As it turned out, Emily was spared this particular agony, for Clara made friends with the landlady—a peroxide-blonde Pole, Krystyna, who’d never uttered a kind word to Emily—and discovered that she was evicting the upstairs tenant, Mr. Kisliewski. “He’s a drunk,” explained Clara gleefully. “Em, you wouldn’t believe it. He completely trashed the apartment! It’ll cost thousands for Krystyna to fix it up!” Clara convinced the landlady not only to give the sisters the second apartment—“You are good girls; nice girls,” she said, “You pay your rent on time, no trouble, like the Poles”—but also to keep the same rent Mr. Kisliewski had paid, a rent even lower than Emily’s.

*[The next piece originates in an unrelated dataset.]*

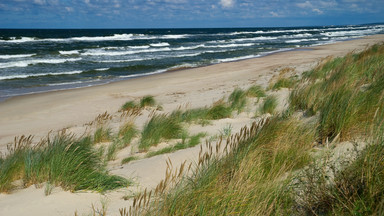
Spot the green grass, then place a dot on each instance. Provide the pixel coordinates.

“But—” Emily stammered. “How?”
“September eleventh.” Clara nodded grimly. “Everyone’s going home to, like, Kansas. She says she’d rather have reliable tenants—and make less.”
“Oh, right,” said Emily. “Right.”
The trade-off, Clara revealed triumphantly, was that she, Clara, would renovate both apartments, making them into a duplex. Which, she said, shouldn’t be difficult, considering the house had originally been a single unit, the conversion cheap and shabby.